You are viewing a plain text version of this content. The canonical link for it is here.
Posted to users@spamassassin.apache.org by Bernard <be...@rosset.me> on 2017/03/20 10:12:00 UTC
SpamAssassin score
Hello,
Using SpamAssassin, I am trying to make it learn 'bad' messages.

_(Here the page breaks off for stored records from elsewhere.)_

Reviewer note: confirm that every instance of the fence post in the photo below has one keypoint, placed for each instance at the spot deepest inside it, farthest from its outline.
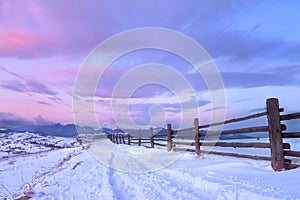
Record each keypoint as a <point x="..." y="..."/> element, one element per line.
<point x="123" y="138"/>
<point x="169" y="139"/>
<point x="197" y="142"/>
<point x="151" y="137"/>
<point x="139" y="137"/>
<point x="275" y="135"/>
<point x="128" y="138"/>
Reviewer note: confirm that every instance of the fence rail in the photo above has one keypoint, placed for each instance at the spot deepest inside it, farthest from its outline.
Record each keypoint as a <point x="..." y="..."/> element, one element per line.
<point x="177" y="140"/>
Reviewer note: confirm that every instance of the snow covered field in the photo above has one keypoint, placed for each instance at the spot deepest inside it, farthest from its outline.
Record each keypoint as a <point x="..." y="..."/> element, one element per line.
<point x="75" y="173"/>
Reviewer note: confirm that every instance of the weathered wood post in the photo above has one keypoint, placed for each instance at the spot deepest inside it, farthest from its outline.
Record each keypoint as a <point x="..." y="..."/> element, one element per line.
<point x="140" y="137"/>
<point x="275" y="134"/>
<point x="197" y="142"/>
<point x="128" y="138"/>
<point x="123" y="138"/>
<point x="151" y="137"/>
<point x="169" y="137"/>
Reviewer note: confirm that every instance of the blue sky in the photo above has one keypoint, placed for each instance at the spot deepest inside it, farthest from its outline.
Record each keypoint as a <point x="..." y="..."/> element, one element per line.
<point x="255" y="45"/>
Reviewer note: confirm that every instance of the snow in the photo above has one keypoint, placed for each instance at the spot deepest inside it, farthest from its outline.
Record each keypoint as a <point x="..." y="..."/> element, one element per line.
<point x="78" y="173"/>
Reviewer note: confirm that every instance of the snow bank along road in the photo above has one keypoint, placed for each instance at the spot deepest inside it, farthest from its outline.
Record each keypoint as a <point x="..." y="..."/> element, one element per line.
<point x="74" y="173"/>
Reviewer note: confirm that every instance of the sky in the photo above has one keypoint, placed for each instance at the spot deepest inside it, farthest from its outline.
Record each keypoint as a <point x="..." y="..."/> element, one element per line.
<point x="44" y="44"/>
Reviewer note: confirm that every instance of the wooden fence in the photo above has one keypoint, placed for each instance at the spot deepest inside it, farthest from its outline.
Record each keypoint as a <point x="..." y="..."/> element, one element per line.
<point x="183" y="139"/>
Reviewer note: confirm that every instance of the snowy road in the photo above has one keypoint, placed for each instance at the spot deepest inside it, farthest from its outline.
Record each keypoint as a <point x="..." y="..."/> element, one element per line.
<point x="77" y="174"/>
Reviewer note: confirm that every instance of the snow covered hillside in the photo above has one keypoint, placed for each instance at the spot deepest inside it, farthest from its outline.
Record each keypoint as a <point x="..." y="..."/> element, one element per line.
<point x="75" y="173"/>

Experimenting with the learning process, I do not seem to be able to
reach a successful outcome:
$ spamc --username=debian-spamd --socket=/run/spamd/spamd.sock
--learntype=spam < spamassassin/junktestmail
Message was already un/learned
$ spamc --username=debian-spamd --socket=/run/spamd/spamd.sock -c <
spamassassin/junktestmail &&hideme
3.7/5.0
$ spamc --username=debian-spamd --socket=/run/spamd/spamd.sock
--learntype=ham < spamassassin/junktestmail
Message successfully un/learned
$ spamc --username=debian-spamd --socket=/run/spamd/spamd.sock
--learntype=ham < spamassassin/junktestmail
Message was already un/learned
$ hideprev
$ spamc --username=debian-spamd --socket=/run/spamd/spamd.sock -c <
spamassassin/junktestmail &&hideme
3.7/5.0
$ spamc --username=debian-spamd --socket=/run/spamd/spamd.sock
--learntype=spam < spamassassin/junktestmail
Message successfully un/learned
$ spamc --username=debian-spamd --socket=/run/spamd/spamd.sock
--learntype=spam < spamassassin/junktestmail
Message was already un/learned
1. How come the same message being classified either as spam/ham
returns the same score? I would expect a message learnt as 'spam' to
get a score at least equal to the spam score threshold
2. Even though the message was correctly learnt as spam before and
after the test, receiving this email message is still not tagged as
spam:
X-Spam-Checker-Version: SpamAssassin 3.4.0 (2014-02-07) on ***
X-Spam-Level: **
X-Spam-Status: No, score=2.1 required=5.0 tests=MISSING_HEADERS,SPF_FAIL,
SPF_HELO_FAIL autolearn=no autolearn_force=no version=3.4.0
Am I missing something?
---
Bernard
Re: SpamAssassin score
Posted by Martin Gregorie <ma...@gregorie.org>.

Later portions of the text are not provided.